Therefore, though Graham's number - which is the largest integer to have yet found a mathematical use, remember - cannot be conveniently expressed in linear array notation, we have established at least that <3,64,1,2> < Graham's number < <3,65,1,2>.

Already, then, we are moving beyond the largest useful numbers, and already another key point is driven home to us: if we wish to keep our notation concise, we are strictly limited in the number of different integers we can describe. The gulf between <3,64,1,2> and <3,65,1,2> is gigantic, but almost none of the numbers in that interval can be expressed using linear array notation. We are sacrificing precision for scope, here.

Anyway. The next step linear array notation makes is to begin concisely expressing the number of tiers in the tower we just constructed.

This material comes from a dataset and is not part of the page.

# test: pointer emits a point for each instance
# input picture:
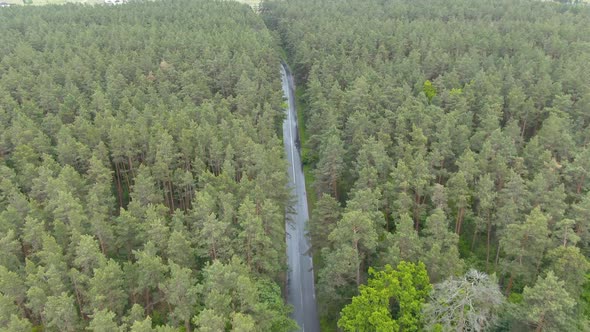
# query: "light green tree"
(547, 305)
(407, 286)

<b,2,2,2> = <b,<b,1,2,2>,1,2>
          = <b,b,1,2>

            b^^^...^b \
             \_____/   |
                .      |
          =     .      |b
                .      |
             \_____/   |
                b     /

Skip to the end:

<b,p,2,2> = <b,<b,p-1,2,2>,1,2>

            b^^^...^b \
             \_____/   |
                .      |
          =     .      |<b,p-1,2,2>
                .      |
             \_____/   |
                b     /

          = ...

            b^^^...^b \     \
             \_____/   |     |
                .      |     |
          =     .      | ... |b
                .      |     |
             \_____/   |     |
                b     /     /
            \_________________/
                     p

Pretty intimidating, hmm? We can now construct a tower of b tiers, take the number that tower represents, construct a new tower of that many tiers, take that number, and keep going... more or less forever!

Wonderful.

I'll just go one more step here so you get the idea. We can now take the number of towers - the length of our street, metaphorically speaking - and use linear array notation to generate that number.

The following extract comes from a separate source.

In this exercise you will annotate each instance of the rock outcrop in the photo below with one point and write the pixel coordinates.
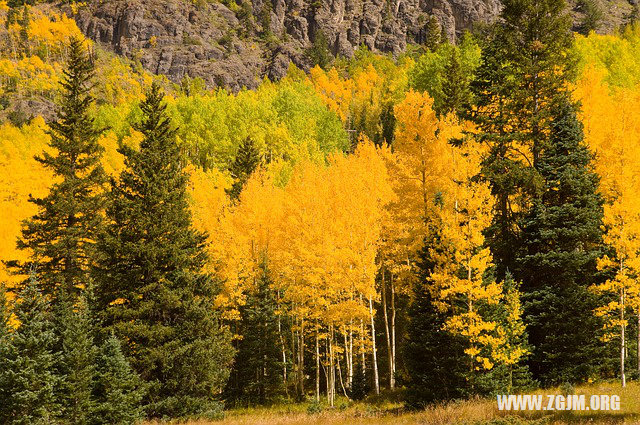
(235, 45)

<3,3,3,2> = <3,<3,2,3,2>,2,2>
          = <3,<3,<3,1,3,2>,2,2>,2,2>
          = <3,<3,3,2,2>,2,2>
         
          = 3^^^...^3 \     \
             \_____/   |     |
                .      |     |
                .      | ... | 3
                .      |     |
             \_____/   |     |
                3     /     /
            \__________________/

                 3^^^...^3 \
                  \_____/   |
                     .      |
                     .      | 3^^^...^3
                     .      |  \_____/
                  \_____/   |   3^^^3
                     3     /

Get the idea now? The third entry in the array expresses the number of levels of recursion we undergo. A 1 means we just do tiers. A 2 means we do towers of tiers. A 3 means we do tiers of towers of tiers. A 4 means towers of tiers of towers of tiers. You get the idea. The p in the second entry is just the "coarse focus" for the top level of recursion.

Now, observe that all this time we have still only been dealing with four-entry arrays, and all this time the last entry in that four-entry array has been a 2.

By increasing that fourth entry to a 3, we can now use linear array notation to express... you guessed it... the number of levels of recursion in the above construction.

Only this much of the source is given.